Drei Optionen in der Neutralitätsdebatte
Die Republik wurde neutral, um die Besatzer, vor allem die sowjetischen, dazu zu bewegen, Österreich in die Unabhängigkeit zu entlassen. Insofern mag die Neutralität identitätsstiftend sein. Mehr noch, Bruno Kreisky machte den Österreicher:innen deutlich, dass sie wohlstandsstiftend war, denn während andere Staaten viel Geld für ihre Verteidigung ausgaben, ließ sich Österreich stillschweigend von der NATO schützen und verwendete das ersparte Geld für die Wirtschaftsentwicklung und das Sozialsystem.
Allerdings sagte Bundeskanzler Julius Raab bereits unmittelbar nach Unterzeichnung des Staatsvertrags zum sowjetischen Emissär, dass Österreich militärisch neutral zwischen den beiden Blöcken sein würde, nicht aber politisch. Österreich trat der UNO bei und verpflichtete sich vollinhaltlich dem Völkerrecht. Die Extreminterpretation der Neutralität, wie wir sie in der Ukraine-Debatte zu hören bekommen – vollständiges Heraushalten aus dem Völkerrecht, keine Abstimmung in internationalen Organisationen –, war niemals der Ursprungsgedanke der Neutralität.
Nach Ende des Kalten Kriegs verschwand die Welt, in der wir uns für neutral erklärt hatten. Dem Ost-West-Konflikt wich die NATO-Erweiterung, und alle unsere früheren Warschauer-Pakt-Nachbarn traten sowohl der EU als auch der NATO bei. Die Neutralität zwischen den Blöcken verlor ihre De-facto-Grundlage. Und mit dem EU-Beitritt wurde sie zumindest im Verhältnis zu den europäischen Partnern auch de jure abgeschafft. Österreich trat der Europäischen Union inklusive der Gemeinsamen Außen- und Sicherheitspolitik (GASP) sowie der Gemeinsamen Sicherheits- und Verteidigungspolitik (GSVP) bei.
Wir können uns aufgrund der irischen Klausel zwar aus militärischer Solidarität mit den EU-Partnerstaaten herauswinden, sind dazu rechtlich aber nicht verpflichtet.

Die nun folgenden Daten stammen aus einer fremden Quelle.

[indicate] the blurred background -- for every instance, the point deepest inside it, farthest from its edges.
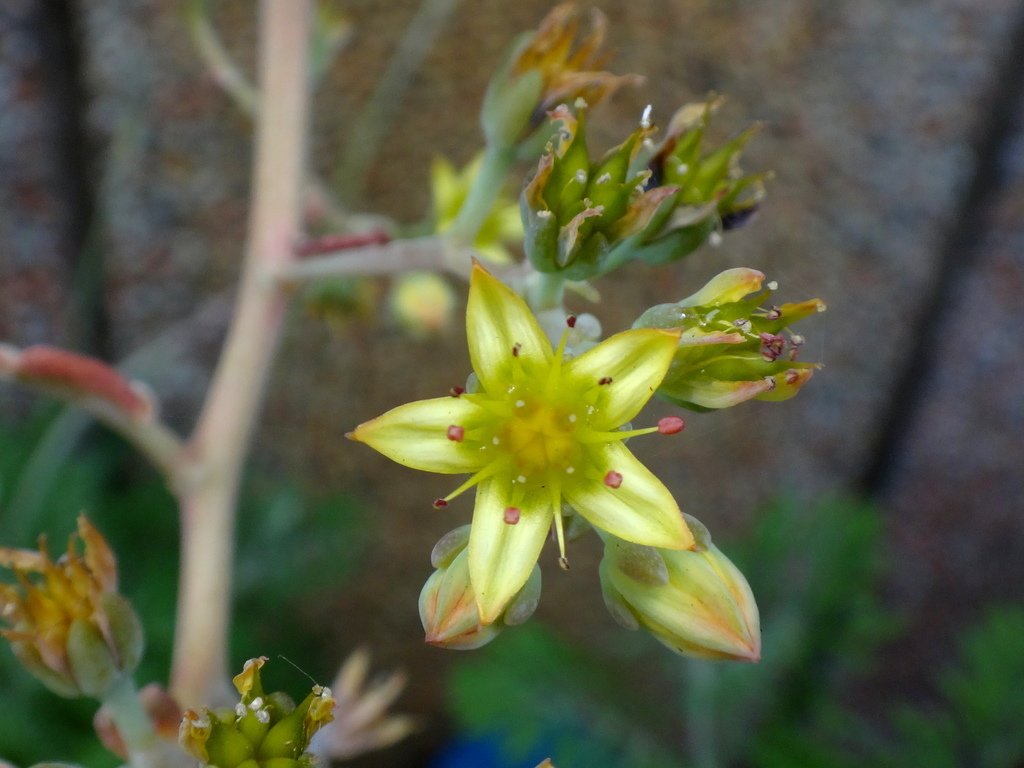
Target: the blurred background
(879, 515)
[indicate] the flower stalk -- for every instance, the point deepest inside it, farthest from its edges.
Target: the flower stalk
(219, 442)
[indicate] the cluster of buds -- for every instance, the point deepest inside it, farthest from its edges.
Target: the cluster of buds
(638, 202)
(261, 731)
(693, 601)
(67, 622)
(554, 65)
(448, 604)
(701, 193)
(450, 187)
(733, 347)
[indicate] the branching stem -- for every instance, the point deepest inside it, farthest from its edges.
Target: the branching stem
(220, 441)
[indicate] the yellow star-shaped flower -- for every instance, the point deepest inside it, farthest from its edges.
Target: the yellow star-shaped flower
(542, 439)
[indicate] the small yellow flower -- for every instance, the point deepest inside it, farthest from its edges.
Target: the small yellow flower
(554, 65)
(542, 433)
(69, 625)
(449, 189)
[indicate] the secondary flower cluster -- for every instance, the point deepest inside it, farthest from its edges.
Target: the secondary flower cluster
(542, 434)
(638, 202)
(67, 622)
(733, 348)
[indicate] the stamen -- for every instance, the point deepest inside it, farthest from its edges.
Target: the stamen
(671, 425)
(615, 434)
(555, 489)
(645, 118)
(476, 478)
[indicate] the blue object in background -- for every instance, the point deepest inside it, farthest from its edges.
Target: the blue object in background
(484, 752)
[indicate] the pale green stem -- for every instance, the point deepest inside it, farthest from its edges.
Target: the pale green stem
(546, 291)
(221, 437)
(223, 69)
(432, 254)
(132, 722)
(486, 186)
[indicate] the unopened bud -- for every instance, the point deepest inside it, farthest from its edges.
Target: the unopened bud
(261, 731)
(448, 603)
(695, 602)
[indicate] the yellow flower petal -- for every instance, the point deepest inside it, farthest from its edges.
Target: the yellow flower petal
(499, 322)
(502, 556)
(632, 364)
(417, 435)
(640, 509)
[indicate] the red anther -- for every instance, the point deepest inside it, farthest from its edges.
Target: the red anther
(612, 479)
(771, 346)
(671, 425)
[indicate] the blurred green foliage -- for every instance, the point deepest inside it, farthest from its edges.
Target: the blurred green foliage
(293, 547)
(816, 571)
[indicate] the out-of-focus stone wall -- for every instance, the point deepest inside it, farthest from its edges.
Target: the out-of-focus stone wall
(868, 107)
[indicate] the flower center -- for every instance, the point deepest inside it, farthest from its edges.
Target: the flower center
(541, 438)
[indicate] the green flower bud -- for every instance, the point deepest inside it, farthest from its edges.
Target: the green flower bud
(732, 347)
(261, 731)
(577, 211)
(69, 625)
(448, 603)
(712, 194)
(544, 69)
(695, 602)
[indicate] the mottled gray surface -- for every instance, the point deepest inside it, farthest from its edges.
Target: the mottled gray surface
(869, 108)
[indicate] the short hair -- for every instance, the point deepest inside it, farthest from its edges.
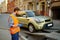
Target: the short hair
(16, 9)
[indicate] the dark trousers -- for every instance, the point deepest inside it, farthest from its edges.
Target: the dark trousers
(15, 36)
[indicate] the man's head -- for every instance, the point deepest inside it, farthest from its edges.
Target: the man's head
(16, 10)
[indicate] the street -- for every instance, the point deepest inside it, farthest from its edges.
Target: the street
(51, 34)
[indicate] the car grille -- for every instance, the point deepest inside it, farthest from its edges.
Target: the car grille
(47, 20)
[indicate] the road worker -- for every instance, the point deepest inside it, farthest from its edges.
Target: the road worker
(13, 23)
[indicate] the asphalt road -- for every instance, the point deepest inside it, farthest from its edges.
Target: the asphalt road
(50, 34)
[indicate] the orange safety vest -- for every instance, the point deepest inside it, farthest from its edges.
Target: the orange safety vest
(15, 29)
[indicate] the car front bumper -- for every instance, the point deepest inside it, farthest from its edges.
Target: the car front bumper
(44, 26)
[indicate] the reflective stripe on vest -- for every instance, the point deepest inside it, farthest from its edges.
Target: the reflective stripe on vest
(16, 29)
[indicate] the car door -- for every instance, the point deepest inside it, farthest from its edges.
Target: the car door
(25, 20)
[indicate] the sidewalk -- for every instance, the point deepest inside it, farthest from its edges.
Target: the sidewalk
(5, 35)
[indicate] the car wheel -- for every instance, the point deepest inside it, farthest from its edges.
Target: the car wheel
(31, 28)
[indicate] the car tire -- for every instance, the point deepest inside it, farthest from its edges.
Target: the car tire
(31, 28)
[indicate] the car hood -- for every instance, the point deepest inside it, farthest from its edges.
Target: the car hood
(41, 18)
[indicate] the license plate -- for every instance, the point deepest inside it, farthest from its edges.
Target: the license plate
(49, 24)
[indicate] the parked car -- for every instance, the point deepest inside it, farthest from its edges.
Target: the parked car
(33, 22)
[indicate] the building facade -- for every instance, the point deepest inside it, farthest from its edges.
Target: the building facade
(11, 5)
(4, 6)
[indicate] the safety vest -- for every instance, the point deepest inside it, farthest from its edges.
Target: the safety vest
(15, 29)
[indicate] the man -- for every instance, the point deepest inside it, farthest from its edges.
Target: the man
(13, 23)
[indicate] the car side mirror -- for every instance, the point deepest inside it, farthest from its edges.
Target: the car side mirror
(25, 16)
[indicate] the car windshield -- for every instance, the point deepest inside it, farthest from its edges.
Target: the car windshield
(30, 14)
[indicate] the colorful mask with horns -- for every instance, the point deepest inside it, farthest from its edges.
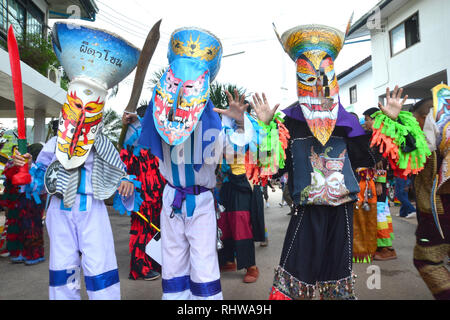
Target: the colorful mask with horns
(314, 48)
(182, 93)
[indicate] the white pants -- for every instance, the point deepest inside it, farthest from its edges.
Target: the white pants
(190, 266)
(73, 232)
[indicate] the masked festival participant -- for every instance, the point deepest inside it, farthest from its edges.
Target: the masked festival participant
(80, 168)
(184, 130)
(31, 233)
(143, 164)
(326, 142)
(432, 188)
(242, 222)
(384, 228)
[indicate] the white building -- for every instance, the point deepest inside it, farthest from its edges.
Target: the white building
(410, 48)
(356, 87)
(42, 97)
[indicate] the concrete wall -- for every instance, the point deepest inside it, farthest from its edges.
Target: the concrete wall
(431, 55)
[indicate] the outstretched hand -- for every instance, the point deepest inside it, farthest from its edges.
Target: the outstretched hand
(394, 103)
(126, 188)
(128, 118)
(237, 107)
(262, 108)
(21, 160)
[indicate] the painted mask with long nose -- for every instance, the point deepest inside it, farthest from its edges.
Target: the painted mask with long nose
(181, 95)
(314, 49)
(95, 61)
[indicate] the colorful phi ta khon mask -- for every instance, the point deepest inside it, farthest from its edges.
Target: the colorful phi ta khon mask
(95, 61)
(314, 49)
(79, 123)
(182, 93)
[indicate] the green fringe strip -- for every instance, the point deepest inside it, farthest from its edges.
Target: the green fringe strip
(398, 133)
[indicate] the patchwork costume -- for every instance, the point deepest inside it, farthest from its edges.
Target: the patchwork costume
(326, 143)
(144, 165)
(187, 136)
(432, 188)
(80, 168)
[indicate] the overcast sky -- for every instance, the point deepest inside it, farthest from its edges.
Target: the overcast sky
(242, 25)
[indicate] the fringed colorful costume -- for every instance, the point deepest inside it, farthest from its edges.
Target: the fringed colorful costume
(432, 187)
(385, 229)
(365, 218)
(142, 164)
(325, 144)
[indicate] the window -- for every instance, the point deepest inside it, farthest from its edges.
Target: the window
(353, 95)
(405, 35)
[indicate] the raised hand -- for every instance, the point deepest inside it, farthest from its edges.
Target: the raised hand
(126, 188)
(262, 108)
(21, 160)
(128, 118)
(394, 103)
(237, 107)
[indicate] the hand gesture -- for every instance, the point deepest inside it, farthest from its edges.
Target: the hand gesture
(21, 160)
(237, 107)
(262, 108)
(129, 118)
(394, 103)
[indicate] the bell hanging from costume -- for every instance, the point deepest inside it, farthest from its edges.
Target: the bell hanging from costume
(95, 61)
(181, 95)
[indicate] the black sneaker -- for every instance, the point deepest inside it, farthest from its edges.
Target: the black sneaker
(151, 275)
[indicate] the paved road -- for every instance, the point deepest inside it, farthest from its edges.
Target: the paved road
(399, 278)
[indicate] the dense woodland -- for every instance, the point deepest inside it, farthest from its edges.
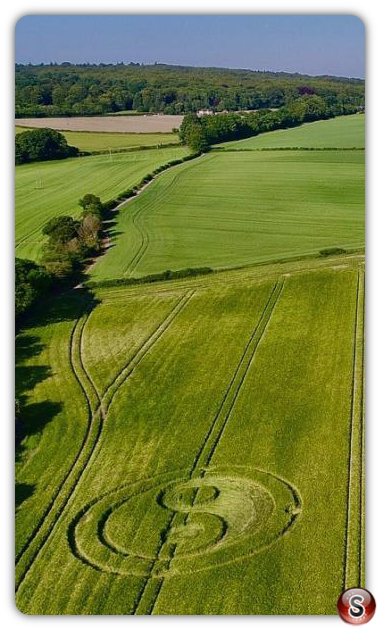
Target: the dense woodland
(79, 90)
(199, 132)
(42, 144)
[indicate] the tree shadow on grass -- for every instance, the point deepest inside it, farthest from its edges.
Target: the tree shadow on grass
(34, 417)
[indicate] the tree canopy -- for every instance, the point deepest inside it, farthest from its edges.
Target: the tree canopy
(68, 90)
(42, 144)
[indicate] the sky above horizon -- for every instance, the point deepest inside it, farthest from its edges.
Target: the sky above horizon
(309, 44)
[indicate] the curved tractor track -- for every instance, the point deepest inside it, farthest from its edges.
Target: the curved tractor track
(98, 407)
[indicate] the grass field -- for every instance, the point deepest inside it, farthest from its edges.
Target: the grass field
(98, 141)
(154, 123)
(189, 445)
(343, 131)
(229, 209)
(48, 189)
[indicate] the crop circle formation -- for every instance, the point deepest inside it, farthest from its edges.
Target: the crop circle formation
(181, 523)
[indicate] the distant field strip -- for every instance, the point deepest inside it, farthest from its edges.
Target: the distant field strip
(236, 209)
(100, 141)
(48, 189)
(343, 131)
(355, 529)
(157, 123)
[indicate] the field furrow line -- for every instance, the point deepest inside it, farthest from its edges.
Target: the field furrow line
(57, 504)
(97, 415)
(144, 349)
(353, 542)
(148, 598)
(143, 233)
(362, 485)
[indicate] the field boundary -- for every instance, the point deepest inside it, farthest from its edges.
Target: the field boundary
(95, 411)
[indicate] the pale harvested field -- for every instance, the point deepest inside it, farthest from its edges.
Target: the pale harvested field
(133, 124)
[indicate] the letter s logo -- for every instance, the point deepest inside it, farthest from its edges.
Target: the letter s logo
(356, 610)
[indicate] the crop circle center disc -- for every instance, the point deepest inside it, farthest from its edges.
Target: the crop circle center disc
(181, 522)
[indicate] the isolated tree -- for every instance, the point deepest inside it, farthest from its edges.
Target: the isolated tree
(61, 229)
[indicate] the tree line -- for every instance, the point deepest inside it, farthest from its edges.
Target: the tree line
(70, 242)
(80, 90)
(42, 144)
(199, 132)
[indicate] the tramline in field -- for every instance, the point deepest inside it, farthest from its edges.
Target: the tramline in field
(214, 438)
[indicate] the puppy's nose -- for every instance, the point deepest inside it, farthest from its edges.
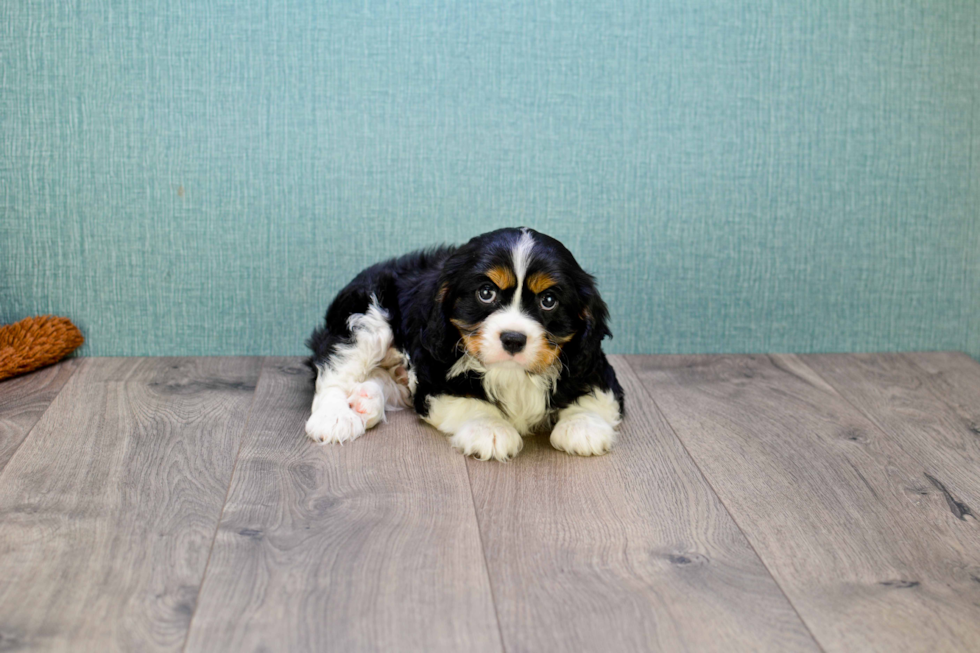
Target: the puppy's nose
(513, 341)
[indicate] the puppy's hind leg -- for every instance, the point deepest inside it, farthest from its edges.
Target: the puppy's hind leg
(348, 400)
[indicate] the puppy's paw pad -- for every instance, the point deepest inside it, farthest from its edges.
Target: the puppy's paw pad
(585, 434)
(368, 401)
(487, 438)
(334, 425)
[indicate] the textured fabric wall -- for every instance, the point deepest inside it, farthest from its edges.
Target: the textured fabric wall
(200, 177)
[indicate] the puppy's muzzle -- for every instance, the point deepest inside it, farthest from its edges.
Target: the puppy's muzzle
(513, 341)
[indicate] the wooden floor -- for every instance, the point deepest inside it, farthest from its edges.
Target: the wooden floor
(756, 503)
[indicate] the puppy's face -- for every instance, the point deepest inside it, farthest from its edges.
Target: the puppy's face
(515, 299)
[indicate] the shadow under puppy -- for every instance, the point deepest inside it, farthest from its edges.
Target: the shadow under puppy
(489, 341)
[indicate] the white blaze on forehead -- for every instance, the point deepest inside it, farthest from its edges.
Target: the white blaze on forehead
(521, 256)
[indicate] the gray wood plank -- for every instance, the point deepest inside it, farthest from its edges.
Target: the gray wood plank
(832, 504)
(108, 510)
(628, 552)
(23, 399)
(954, 377)
(369, 546)
(894, 394)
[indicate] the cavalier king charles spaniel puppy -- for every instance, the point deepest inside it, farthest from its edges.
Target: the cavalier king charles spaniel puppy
(489, 342)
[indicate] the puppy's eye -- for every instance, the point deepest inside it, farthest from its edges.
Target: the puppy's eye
(486, 294)
(548, 301)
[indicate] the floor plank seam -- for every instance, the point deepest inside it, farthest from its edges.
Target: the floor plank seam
(38, 421)
(486, 562)
(721, 501)
(221, 515)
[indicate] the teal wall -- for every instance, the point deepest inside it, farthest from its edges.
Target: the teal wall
(187, 177)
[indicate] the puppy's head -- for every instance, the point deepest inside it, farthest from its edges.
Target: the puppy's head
(515, 297)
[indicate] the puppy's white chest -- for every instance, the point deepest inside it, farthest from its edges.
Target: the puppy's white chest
(524, 398)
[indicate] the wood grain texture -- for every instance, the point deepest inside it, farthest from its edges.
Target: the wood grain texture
(954, 377)
(369, 546)
(834, 507)
(628, 552)
(24, 399)
(108, 510)
(893, 393)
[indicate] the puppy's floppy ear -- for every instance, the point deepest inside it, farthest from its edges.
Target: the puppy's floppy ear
(439, 336)
(595, 317)
(437, 333)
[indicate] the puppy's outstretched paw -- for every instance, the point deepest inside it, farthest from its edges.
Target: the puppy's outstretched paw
(584, 434)
(334, 424)
(486, 438)
(368, 401)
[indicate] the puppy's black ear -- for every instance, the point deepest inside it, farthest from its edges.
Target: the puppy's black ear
(439, 337)
(587, 351)
(436, 337)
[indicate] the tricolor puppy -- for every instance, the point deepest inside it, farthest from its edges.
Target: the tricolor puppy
(489, 342)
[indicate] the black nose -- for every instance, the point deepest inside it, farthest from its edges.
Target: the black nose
(513, 341)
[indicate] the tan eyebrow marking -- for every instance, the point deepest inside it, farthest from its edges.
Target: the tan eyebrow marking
(503, 277)
(540, 281)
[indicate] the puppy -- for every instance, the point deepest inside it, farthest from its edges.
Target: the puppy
(489, 342)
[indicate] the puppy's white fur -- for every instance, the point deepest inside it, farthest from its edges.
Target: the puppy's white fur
(476, 428)
(361, 380)
(588, 426)
(523, 396)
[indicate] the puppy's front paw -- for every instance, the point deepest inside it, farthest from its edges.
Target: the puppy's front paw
(487, 438)
(368, 401)
(334, 424)
(584, 434)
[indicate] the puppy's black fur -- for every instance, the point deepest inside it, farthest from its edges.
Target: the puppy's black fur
(423, 290)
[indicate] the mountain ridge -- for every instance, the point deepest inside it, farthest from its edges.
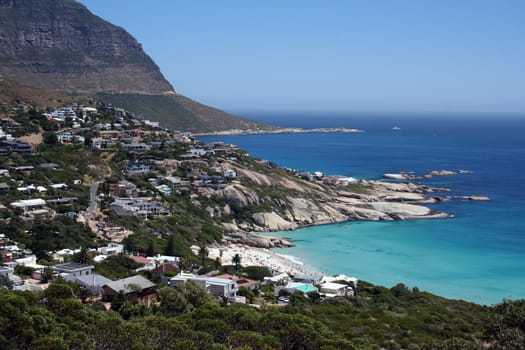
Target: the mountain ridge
(60, 46)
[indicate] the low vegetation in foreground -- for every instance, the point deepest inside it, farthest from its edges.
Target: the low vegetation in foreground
(188, 318)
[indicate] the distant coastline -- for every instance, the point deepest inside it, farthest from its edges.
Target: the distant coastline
(233, 132)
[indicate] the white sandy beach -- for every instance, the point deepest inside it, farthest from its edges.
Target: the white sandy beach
(251, 256)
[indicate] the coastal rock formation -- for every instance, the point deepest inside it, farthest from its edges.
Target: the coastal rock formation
(477, 198)
(272, 222)
(239, 195)
(401, 176)
(445, 173)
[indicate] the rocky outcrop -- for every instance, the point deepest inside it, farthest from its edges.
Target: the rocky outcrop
(279, 203)
(272, 222)
(239, 195)
(401, 176)
(446, 173)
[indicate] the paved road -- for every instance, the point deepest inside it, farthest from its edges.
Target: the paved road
(92, 198)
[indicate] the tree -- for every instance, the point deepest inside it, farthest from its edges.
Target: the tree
(47, 275)
(5, 282)
(203, 253)
(50, 138)
(151, 248)
(82, 257)
(170, 246)
(237, 261)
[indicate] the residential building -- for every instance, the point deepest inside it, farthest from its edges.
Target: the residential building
(136, 288)
(62, 113)
(229, 173)
(123, 188)
(68, 138)
(294, 287)
(134, 168)
(111, 249)
(73, 269)
(53, 166)
(31, 206)
(139, 207)
(19, 147)
(241, 281)
(218, 287)
(92, 282)
(331, 289)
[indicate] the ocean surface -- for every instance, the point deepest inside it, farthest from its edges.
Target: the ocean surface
(478, 255)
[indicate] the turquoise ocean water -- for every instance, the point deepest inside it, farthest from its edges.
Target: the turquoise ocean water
(478, 255)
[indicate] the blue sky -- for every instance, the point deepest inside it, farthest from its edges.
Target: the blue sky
(464, 56)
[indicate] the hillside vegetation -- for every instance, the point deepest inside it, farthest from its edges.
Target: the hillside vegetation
(179, 113)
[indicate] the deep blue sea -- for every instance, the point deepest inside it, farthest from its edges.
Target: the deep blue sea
(478, 255)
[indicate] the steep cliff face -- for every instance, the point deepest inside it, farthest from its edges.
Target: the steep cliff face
(60, 45)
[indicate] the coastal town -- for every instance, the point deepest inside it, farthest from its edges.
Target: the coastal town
(35, 191)
(139, 171)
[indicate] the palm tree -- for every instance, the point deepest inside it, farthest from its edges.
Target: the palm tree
(236, 260)
(203, 253)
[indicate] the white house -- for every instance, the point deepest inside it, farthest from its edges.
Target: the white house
(216, 286)
(31, 206)
(331, 289)
(229, 173)
(111, 249)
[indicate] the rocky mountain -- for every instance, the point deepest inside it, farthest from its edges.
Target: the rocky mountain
(60, 45)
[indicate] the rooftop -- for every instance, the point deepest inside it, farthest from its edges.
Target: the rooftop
(126, 285)
(72, 266)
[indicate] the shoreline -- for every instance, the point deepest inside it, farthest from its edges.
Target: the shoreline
(252, 256)
(239, 132)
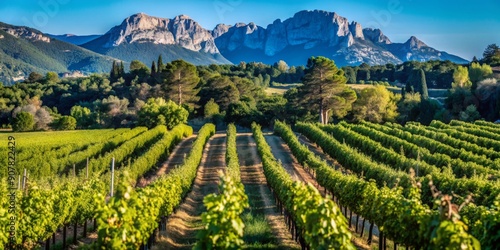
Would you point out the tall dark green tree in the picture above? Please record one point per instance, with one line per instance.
(417, 83)
(325, 90)
(222, 90)
(350, 74)
(160, 64)
(182, 81)
(23, 121)
(122, 69)
(423, 85)
(491, 55)
(153, 69)
(115, 71)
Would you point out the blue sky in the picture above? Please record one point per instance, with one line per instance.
(461, 27)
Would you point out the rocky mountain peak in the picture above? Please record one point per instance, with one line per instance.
(181, 30)
(220, 29)
(415, 43)
(376, 36)
(356, 30)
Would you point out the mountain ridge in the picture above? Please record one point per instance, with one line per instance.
(143, 37)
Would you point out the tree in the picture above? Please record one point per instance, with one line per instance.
(122, 69)
(408, 107)
(182, 80)
(282, 66)
(83, 116)
(324, 89)
(211, 109)
(423, 85)
(417, 83)
(139, 69)
(160, 63)
(115, 71)
(350, 74)
(157, 111)
(479, 72)
(470, 114)
(65, 123)
(222, 90)
(375, 104)
(52, 77)
(34, 77)
(23, 121)
(153, 69)
(491, 55)
(461, 78)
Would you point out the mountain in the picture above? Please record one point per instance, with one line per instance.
(314, 33)
(416, 50)
(24, 50)
(142, 37)
(74, 39)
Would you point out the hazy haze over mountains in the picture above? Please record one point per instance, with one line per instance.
(143, 37)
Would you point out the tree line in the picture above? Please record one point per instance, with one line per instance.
(174, 92)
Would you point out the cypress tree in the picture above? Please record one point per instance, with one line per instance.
(160, 63)
(423, 83)
(153, 69)
(114, 71)
(122, 69)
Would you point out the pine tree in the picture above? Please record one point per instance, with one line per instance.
(122, 69)
(325, 89)
(423, 85)
(160, 64)
(182, 80)
(153, 69)
(114, 71)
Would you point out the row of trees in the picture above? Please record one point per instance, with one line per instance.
(173, 92)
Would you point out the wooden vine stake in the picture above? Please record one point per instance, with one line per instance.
(112, 176)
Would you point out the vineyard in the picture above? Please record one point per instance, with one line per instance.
(309, 186)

Fakt ist: Die Neutralität in ihrer ursprünglichen Form existiert nicht mehr, und sie schafft keine Sicherheit. Es ist also an der Zeit, sie zu überdenken. Dazu gibt es drei Möglichkeiten.
Option 1: Abschaffen
Die Neutralität hat in der heutigen Welt keine praktische Auswirkung mehr auf Österreichs Sicherheitspolitik und kann ersatzlos gestrichen werden. Diese Handlungsweise macht einen NATO-Beitritt nicht automatisch notwendig, erlaubt uns aber, uns schnell an neue Gegebenheiten anzupassen (z.B. wenn die EU eine Europaarmee als europäische Säule der NATO schafft, der wir unter Beibehaltung der Neutralität nur mit einigen juridischen Spitzfindigkeiten beitreten könnten). Auch beendet die Abschaffung der Neutralität die ständigen Ambiguitäten, wie weit sich Österreich an sicherheitspolitischen EU-Aktionen beteiligen kann, oder inwieweit wir einen Staat wie die Ukraine, die wir unterstützen wollen, dann auch unterstützen können.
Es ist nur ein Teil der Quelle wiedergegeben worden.